Marbella Carlos is an interdisciplinary artist who was born in Manila, Philippines. In her practice, she uses burlesque to explore her experience as a racialized Canadian. Her work has led to multiple awards and performances including Bagel Burlesque Festival, Fierté Montreal 2019, Teaser Festival in New Orleans. She was the winner of the Best Debut category at the top burlesque competition in the world, the Burlesque Hall of Fame in Las Vegas.

Chloé Seyrès is a French queer roller dancer. A former high-level athlete, 4-time world champion, and ex-member of 2 national teams, she is now a movement artist and coach. She has performed in a variety of cabarets, corporate events and festivals, on-screen doing motion capture for the Rollerchampion video game, as a support dancer for TVA’s Les Chanteurs Masqués, and in music videos for The Sloe Gin Fizz, Raphaël Dénommé and Mike Clay. Most impressively, she has been contracted to showcase her skills in performances with Cirque Éloize, Montréal Complètement Cirque, and Fierté Montréal 2022.

f.k.a. art club

F.K.A. Art Club Collective Bio

Favielle Petit Clair, Kathleen Charles and Awa Banmana form the newly founded collective: F.K.A. Art Club. With a co-conspirator relationship, the artists trace similarities between Fav and Kat’s Haitian heritage and Awa’s Senegalese heritage. Together, they form a powerful artist collective focused on how multidisciplinary creative expression can be used to build community resilience and resistance in the face of systemic oppression, for individuals who live at the intersection of racialized and homophobic violence.

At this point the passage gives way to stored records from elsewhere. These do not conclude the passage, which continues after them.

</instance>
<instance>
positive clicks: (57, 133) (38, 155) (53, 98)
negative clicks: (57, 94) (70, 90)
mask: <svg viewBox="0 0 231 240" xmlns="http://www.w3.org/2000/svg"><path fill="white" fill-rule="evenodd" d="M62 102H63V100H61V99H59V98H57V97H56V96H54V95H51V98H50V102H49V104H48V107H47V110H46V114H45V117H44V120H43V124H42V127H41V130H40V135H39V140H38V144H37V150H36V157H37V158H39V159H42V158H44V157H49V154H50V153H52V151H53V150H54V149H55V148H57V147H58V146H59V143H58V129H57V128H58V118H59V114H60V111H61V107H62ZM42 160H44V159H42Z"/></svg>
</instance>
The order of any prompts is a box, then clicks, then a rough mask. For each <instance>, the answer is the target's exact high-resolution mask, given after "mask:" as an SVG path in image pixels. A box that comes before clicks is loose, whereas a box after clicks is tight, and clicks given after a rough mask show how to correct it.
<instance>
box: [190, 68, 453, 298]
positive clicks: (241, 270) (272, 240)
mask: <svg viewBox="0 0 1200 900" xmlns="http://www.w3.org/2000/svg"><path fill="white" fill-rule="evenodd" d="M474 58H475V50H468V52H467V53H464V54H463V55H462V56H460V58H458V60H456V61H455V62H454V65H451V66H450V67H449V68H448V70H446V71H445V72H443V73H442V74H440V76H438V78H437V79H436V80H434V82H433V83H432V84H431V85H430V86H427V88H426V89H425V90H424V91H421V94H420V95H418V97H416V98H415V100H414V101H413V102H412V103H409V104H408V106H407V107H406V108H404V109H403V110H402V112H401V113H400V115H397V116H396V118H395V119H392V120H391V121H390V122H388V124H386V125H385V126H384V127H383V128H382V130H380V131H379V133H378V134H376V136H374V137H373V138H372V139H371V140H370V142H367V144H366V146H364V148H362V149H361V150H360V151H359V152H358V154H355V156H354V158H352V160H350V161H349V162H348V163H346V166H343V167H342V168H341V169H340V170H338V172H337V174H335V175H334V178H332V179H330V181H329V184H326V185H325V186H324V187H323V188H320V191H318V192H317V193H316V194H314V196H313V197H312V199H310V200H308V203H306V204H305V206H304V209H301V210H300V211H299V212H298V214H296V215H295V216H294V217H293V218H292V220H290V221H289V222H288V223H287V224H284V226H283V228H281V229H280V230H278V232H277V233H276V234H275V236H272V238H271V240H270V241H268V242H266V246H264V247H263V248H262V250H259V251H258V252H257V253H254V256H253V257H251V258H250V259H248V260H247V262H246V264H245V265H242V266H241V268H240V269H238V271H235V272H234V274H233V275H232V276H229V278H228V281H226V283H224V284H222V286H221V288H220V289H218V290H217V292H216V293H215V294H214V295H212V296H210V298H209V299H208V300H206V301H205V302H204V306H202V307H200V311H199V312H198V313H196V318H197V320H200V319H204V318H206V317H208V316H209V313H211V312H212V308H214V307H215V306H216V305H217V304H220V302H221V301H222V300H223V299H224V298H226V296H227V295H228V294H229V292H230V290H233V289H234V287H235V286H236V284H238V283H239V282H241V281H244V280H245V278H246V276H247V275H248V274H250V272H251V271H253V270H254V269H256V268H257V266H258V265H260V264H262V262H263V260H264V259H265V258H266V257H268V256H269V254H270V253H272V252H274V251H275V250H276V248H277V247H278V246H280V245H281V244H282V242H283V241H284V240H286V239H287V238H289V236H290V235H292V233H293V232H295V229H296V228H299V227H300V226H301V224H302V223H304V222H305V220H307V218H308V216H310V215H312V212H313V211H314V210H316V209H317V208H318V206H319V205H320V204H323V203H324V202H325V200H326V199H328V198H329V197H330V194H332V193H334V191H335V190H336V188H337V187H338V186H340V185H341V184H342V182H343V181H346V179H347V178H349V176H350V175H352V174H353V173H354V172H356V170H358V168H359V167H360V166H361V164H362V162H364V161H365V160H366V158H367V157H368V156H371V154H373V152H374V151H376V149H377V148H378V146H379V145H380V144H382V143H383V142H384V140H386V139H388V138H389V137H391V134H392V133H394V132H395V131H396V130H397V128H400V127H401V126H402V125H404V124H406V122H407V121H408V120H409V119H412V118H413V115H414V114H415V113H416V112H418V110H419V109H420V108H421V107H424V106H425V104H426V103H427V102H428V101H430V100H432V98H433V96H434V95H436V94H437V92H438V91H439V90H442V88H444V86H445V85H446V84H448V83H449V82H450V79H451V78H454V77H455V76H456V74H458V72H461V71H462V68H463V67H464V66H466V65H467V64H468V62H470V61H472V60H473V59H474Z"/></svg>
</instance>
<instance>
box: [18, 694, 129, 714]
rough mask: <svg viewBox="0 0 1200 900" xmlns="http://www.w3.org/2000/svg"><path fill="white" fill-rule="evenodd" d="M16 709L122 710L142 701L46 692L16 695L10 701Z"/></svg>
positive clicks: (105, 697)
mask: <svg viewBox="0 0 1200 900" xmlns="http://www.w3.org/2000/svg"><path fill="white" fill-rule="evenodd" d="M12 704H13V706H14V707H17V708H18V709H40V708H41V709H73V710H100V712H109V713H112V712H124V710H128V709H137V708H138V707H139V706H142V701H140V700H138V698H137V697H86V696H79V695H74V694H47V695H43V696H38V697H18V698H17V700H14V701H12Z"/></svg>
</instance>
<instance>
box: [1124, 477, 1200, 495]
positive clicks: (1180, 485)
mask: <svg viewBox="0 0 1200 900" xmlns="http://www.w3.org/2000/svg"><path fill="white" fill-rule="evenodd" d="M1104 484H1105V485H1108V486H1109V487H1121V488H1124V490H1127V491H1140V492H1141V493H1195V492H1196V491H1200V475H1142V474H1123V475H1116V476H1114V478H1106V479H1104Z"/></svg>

Born in France, Spanish-Senegalese artist Awa Banmana’s is an Queer Afropean emerging artist. Their work is centered around multidisciplinary. In 2020, Banmana was involved in the creation of the Black Lives Matter mural «La Vie des Noir.e.s Compte» and was selected to be in residence for Moebius magazine. Banmana’s video clip «KICKER», co-directed with musician Kaya Hoax, was also featured in the Melbourne Midsumma Festival 2021.

Favielle “Fav” Petit Clair, is a Queer woman from Haitian descent. Having grown up in such a rich and crowded city her proximity to people and the social bonds she formed tainted her approach to art. With an Afrocentric artistic practice, Favielle obtained her first exhibition in 2017 for FOVA during Black History month. 

Kathleen Charles is a queer Haitian writer, songstress, performer, therapist in training and community organizer. Their poetry explores the power that art has to heal communities. Their art, whether it be music or poetry is made to heal themselves and to heal others by providing validating imagery to move through the traumas of systemic oppression.